Dans les années 90, des réactions constitutionnelles devant la progression de la mobilisation indigène ont commencé à se faire sentir. Les Nations Unies, avec leurs Organisation internationale du travail (l’OIT), ont balisé le chemin de l’incorporation des droits de reconnaissance territoriale et des droits spéciaux dans les constitutions de pays tels que Brésil, l’Argentine, la Colombie, etc. La marche indigène, en tant qu’expression de nouveaux acteurs qui sont devenus visibles au centre du pouvoir gouvernemental, était reconnue par les systèmes politiques qui étaient ouverts à intégrer les revendications, notamment lorsque celles-ci ne touchaient pas les intérêts économiques mais pouvaient être capitalisées comme une réponse symbolique à un secteur qui a une grande valeur parmi l’opinion publique progressiste.

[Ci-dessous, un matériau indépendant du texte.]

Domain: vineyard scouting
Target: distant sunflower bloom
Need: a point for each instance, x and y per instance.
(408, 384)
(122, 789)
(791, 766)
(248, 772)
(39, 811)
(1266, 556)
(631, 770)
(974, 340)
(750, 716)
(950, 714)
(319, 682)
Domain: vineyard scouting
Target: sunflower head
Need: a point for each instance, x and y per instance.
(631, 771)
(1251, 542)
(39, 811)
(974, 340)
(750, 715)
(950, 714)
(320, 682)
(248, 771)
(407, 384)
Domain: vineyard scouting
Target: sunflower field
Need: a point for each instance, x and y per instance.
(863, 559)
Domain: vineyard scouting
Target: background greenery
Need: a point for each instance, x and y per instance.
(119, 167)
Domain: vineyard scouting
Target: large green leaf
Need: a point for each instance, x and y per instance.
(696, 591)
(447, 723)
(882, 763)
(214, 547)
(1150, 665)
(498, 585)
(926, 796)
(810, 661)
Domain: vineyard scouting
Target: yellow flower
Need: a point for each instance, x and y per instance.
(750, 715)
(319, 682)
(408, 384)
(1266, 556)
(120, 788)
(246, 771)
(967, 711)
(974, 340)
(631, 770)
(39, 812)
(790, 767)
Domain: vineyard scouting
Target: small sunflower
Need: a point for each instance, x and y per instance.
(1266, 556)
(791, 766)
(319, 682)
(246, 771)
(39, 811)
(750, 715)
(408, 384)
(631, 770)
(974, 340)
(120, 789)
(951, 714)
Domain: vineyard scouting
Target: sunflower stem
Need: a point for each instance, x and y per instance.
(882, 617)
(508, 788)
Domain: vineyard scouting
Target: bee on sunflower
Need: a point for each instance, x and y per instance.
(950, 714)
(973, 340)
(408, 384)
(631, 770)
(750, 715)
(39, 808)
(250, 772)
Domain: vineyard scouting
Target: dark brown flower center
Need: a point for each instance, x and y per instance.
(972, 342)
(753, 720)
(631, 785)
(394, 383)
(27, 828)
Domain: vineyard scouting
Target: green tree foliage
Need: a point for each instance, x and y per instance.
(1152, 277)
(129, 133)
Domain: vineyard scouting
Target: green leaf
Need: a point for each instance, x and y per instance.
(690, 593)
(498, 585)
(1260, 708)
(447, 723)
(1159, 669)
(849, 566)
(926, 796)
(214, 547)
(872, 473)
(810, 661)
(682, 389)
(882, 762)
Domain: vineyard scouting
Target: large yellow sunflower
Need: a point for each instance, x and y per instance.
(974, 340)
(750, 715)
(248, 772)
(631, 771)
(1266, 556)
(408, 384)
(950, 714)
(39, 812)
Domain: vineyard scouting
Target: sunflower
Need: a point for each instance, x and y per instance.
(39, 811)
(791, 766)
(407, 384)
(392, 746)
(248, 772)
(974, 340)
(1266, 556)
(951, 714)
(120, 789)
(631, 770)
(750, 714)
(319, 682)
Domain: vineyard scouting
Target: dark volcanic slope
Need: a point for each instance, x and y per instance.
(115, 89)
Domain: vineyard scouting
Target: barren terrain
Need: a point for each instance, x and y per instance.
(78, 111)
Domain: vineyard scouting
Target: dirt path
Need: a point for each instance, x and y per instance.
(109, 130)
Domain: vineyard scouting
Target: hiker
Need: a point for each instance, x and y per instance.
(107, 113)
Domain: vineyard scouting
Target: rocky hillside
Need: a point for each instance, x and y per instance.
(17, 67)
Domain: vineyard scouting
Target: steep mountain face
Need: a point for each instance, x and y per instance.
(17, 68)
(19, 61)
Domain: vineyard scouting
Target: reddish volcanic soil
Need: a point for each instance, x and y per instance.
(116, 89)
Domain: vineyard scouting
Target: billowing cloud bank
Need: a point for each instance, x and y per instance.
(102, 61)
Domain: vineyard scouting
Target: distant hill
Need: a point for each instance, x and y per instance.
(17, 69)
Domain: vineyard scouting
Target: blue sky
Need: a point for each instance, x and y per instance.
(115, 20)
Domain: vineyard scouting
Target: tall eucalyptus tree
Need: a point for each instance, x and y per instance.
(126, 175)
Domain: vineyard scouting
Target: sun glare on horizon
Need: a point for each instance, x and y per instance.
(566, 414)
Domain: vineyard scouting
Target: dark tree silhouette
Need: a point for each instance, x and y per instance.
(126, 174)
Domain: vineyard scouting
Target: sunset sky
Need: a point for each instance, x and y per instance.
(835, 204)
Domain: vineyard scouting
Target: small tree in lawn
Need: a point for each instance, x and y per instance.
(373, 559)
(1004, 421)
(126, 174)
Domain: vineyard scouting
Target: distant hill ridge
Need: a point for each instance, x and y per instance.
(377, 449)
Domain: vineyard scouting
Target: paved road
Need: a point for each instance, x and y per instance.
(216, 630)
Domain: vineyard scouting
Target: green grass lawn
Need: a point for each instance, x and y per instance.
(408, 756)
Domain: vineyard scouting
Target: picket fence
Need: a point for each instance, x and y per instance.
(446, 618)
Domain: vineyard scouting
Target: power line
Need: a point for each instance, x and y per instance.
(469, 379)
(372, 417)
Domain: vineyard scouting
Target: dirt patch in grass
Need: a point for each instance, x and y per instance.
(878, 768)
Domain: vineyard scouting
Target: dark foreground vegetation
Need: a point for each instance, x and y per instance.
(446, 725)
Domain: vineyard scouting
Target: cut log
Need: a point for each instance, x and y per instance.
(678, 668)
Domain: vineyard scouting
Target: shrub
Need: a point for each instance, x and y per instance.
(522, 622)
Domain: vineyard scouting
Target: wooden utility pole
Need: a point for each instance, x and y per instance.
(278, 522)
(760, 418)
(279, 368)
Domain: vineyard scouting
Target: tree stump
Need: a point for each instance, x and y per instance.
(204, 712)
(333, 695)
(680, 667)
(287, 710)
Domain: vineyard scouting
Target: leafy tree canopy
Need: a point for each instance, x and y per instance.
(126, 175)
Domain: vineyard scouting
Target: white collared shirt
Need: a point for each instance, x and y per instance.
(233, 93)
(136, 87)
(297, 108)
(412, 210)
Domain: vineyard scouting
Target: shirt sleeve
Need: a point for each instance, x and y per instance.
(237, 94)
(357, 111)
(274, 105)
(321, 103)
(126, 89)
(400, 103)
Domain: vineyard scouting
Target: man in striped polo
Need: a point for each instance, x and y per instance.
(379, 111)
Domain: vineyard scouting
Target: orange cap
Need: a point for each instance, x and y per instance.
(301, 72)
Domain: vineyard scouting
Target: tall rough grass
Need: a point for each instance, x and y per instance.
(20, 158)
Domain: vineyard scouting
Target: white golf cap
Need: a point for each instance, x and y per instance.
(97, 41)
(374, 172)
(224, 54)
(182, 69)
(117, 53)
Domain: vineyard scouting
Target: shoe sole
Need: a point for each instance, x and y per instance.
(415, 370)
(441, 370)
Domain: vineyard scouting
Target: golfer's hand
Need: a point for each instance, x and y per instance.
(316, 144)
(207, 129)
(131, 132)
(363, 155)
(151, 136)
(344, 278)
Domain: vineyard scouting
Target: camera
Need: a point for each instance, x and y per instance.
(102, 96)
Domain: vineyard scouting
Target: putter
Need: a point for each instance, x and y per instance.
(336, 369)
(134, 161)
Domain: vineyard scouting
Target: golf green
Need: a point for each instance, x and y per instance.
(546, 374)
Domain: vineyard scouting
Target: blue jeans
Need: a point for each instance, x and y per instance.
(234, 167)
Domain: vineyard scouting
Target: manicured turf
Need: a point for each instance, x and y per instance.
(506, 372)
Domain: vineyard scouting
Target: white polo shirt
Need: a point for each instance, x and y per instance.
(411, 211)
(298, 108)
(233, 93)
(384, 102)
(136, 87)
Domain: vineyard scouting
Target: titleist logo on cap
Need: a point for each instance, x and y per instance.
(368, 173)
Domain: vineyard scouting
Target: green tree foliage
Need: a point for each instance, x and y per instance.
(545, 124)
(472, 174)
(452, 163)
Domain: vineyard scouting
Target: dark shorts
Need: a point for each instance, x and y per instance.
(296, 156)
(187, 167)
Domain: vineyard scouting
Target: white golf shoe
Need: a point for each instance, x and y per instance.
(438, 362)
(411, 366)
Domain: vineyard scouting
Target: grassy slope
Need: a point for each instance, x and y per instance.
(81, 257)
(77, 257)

Cependant, l’influence de ce programme sur les processus constitutionnels ou la réforme de la constitution n’empêchait pas les populations indigènes de continuer à s’aligner sur le cadre révolutionnaire et partisan de gauche de la décennie précédente. Cela entraînait, peu à peu, la convergence de programmes populaires, de grandes mobilisations et la consolidation des alliances entre les peuples indigènes, les intellectuels, les secteurs paysans, les mouvements sociaux internationaux et nationaux, les syndicats et la population mobilisée contre le néolibéralisme.
Des gouvernements libéraux ont incorporé les droits des populations indigènes, mais sans inclure les dynamiques collectives, communautaires ou d’autonomie caractéristiques des peuples qu’ils cherchaient à incorporer. Pendant une seconde phase de la mobilisation indigène, qui critiquait la manière dont les droits avaient été assimilés initialement et qui se concentrait sur la consolidation de l’autodétermination et du territoire, une nouvelle génération de luttes apparaissait peu à peu ; les gens ne considéraient plus exclusivement l’État comme fournisseur des politiques, des titres de propriétés et du bien-être. Des groupes des Andes et d’Amazonie, de Chaco, de Patagonie et même des villes commençaient à utiliser de nouvelles stratégies de résistance et de la construction d’une territorialité autonome.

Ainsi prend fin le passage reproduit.